SA wildlife tourism hard-hit by coronavirus

The closing of countries’ borders in an attempt to contain the rapid spread of the novel coronavirus (COVID-19) pandemic is already greatly affecting the local ecotourism sector.

This was according to Wiaan van der Linde, deputy president of Wildlife Ranching South Africa (WRSA), who said that the four pillars of the country’s wildlife value chain, namely hunting, breeding, ecotourism and game products, had all been affected by COVID-19.

He said the disease had had an “extremely negative impact” on WRSA’s members’ businesses, especially the tourism and hunting markets, which were experiencing a “huge decline”.

“With hunts and tourist excursions being cancelled or postponed, lodges have to close down, resulting in staff being laid off, negatively affecting the livelihoods of families, local markets and the economy. Our biggest concern at this stage is the uncertainty of when business will return to normal, and when sustainable livelihoods will be the order of the day again,” he said.

According to a 2018 research paper titled ‘The economic impact of trophy hunting in the South African wildlife industry’, compiled by Melville Saayman, Petrus van der Merwe and Andrea Saayman, trophy hunters alone spent US$250 million (about R4,4 billion) annually in South Africa.
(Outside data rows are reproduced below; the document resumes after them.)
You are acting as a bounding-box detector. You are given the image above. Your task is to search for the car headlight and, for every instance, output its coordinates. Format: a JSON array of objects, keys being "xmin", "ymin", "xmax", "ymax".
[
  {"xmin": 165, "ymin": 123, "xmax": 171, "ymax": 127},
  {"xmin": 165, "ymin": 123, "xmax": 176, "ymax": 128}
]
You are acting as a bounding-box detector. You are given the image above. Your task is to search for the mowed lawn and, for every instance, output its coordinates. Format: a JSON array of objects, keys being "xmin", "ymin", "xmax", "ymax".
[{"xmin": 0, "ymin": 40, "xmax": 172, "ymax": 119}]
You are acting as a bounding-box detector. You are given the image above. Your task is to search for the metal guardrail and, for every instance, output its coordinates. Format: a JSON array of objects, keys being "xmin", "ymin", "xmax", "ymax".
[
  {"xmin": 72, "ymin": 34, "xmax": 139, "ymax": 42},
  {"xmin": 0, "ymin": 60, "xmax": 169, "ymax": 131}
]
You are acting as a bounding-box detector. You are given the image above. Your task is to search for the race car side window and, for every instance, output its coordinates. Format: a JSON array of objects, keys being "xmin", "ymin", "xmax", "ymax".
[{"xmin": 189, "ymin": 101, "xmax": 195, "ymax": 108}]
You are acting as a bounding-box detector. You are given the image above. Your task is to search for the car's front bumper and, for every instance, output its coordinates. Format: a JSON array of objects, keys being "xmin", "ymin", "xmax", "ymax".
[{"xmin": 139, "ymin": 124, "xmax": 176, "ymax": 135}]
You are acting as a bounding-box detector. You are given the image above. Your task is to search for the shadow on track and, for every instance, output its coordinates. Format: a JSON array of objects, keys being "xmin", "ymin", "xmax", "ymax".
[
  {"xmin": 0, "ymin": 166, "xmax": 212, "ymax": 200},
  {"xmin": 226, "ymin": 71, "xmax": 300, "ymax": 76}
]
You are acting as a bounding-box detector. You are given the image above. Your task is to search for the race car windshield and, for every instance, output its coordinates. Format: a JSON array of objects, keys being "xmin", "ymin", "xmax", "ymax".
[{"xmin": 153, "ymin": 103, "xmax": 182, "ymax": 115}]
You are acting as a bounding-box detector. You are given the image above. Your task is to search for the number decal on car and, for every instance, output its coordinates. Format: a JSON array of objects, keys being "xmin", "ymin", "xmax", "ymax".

“The impact of this spending on production in the economy is US$341 million (approximately R6,1 billion). [South Africa’s] agricultural and manufacturing sectors benefit the most from trophy hunting. Trophy hunting supports more than 17 000 employment opportunities [in South Africa],” the paper stated.

It added that while so-called biltong hunters were predominantly South African, trophy hunters were mainly from the US and Europe.

Statistics South Africa’s website revealed that in 2018, foreign visitors to South Africa spent R120 billion in the country. Tourism contributed 2,7% to South Africa’s gross domestic product in 2018 and provided jobs for almost 740 000 individuals, or 4,5% of the country’s total employed at that time.

“[COVID-19] is definitely a huge crisis. It will inevitably change businesses and, more directly, close businesses down, as not every business will be able to absorb the impact of zero income. We sincerely put our hope in government and financial institutions to assist businesses across all industries during these trying times,” Van der Linde said.